Больше он ко мне не заходил, и я подумал, что он нашел себе нового парикмахера. Его жена была близкой подругой моей. Однажды она пришла к нам и рассказала, что Адаза ушел из дому и пропал без вести. После этого заболела одна из их дочерей. Жена Адазы попросила меня найти пропавшего мужа и привести его домой. Махизер поддержала ее просьбу, и я отправился на поиски. Обошел все места, где собираются архитекторы, обшарил бары Бейоглу, просмотрел новости о происшествиях на третьих страницах газет и в конце концов узнал, что Адаза прибился к бездомным, обитающим близ крепостной стены[13]Имеется в виду стена Феодосия, построенная еще византийцами в V веке и протянувшаяся от залива Золотой Рог до Мраморного моря. В наши дни значительная ее часть пребывает в небрежении и полуразрушенном состоянии.. Тогда я начал обыскивать подземные туннели и тайные проходы, что тянутся кротовьими норами от мыса Сарайбурну до Кумкапы, да расспрашивать нюхающих клей уличных мальчишек и дешевых проституток, и вот однажды ночью я нашел его в Джанкуртаране, у костра, разведенного под стеной с той ее стороны, где проходит железная дорога.
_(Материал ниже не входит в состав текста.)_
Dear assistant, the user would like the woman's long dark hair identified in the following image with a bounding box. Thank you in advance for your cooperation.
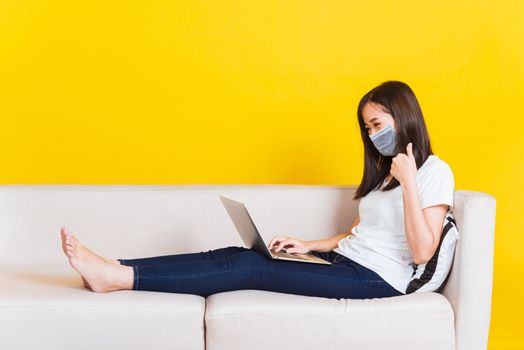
[354,81,433,199]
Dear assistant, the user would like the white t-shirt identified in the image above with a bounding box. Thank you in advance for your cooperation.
[333,155,455,294]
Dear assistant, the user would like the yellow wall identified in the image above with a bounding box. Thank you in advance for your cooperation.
[0,0,524,349]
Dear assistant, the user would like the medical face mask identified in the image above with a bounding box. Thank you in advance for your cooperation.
[369,124,397,156]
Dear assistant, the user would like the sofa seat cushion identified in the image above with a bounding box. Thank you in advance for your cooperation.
[0,260,205,350]
[205,290,455,350]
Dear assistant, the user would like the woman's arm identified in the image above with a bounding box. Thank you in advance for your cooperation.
[306,212,360,252]
[400,179,448,265]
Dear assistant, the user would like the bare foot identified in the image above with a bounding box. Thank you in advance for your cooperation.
[60,227,121,265]
[60,228,133,293]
Вокруг костра собралась дюжина бездомных нищих. Они передавали друг другу бутылку с вином, а один из них пел заунывную, с надрывом песню: «Как тебе не стыдно, подлая судьба!» Я встал за деревом и некоторое время наблюдал за ними, не подходя ближе. «Дни мои чернее ночи…» – выводил певец, когда по железной дороге загрохотал поезд. Земля под ногами задрожала, среди деревьев мелькнул желтый луч и исчез. Когда шум поезда затих вдали, смолкла и песня. «Эй, Странник, – подал голос кто-то из нищих, – поговори с нами, как вчера говорил. Расскажи что-нибудь новое».

Странник этот был не кем иным, как архитектором Адазой. Когда он поднялся на ноги, я увидел на нем черную хырку, а в руке он держал длинный посох. И еще он был бос, как скиталец из притчи про стену. Держал он себя так, словно намеревался обратиться с речью к самому изысканному обществу. Обвел взглядом присутствующих и заговорил:

– Нам солгали. Человек, первым нашедший применение огню, что горит сейчас перед нами, не дал ему имени. Имя дали пришедшие позже и заявили, что человечество, мол, открыло огонь. Сущее существует, как его можно открыть? Нам не сказали, что первый человек не открыл огонь, а создал его. Пока огонь сам собой возгорался и сам собой гас, он был ничто. Однажды человек поджарил на огне добытое на охоте мясо, согрел им свою пещеру. И это было не открытие, а сотворение. От нас скрыли истину.

– Да здравствует Странник!

– Молодец, Странник! Мы ничего не поняли, но ты давай говори.

– Да выпей вина, а то в горле пересохнет.

Архитектор Адаза был пьян, но хорошо помнил то, что услышал когда-то от меня. Сейчас он повторял слова, сказанные мной однажды в парикмахерской, просто чтобы время тянулось не так медленно, пока я стриг его.

– Мы – жертвы города, – продолжал Адаза. – Мы бедны или несчастны, а чаще всего – и то и другое. Нас учили не терять надежды. Надежда – причина того, что мы миримся со злом. Но если сегодняшний день нам не принадлежит, где гарантия того, что нашим будет день завтрашний? Надежда – ложь, придуманная проповедниками, политиками, богачами. Они обманывают нас, скрывают от нас истину!

Эти слова вызвали у пьяных нищих еще больший восторг:

– Будь проклята надежда! Да здравствует вино!

– Правду говоришь!

– Надежда – опиум!

Адаза перебил эти возгласы вопросом:

– Братья, как по-вашему, этот город мертв или жив?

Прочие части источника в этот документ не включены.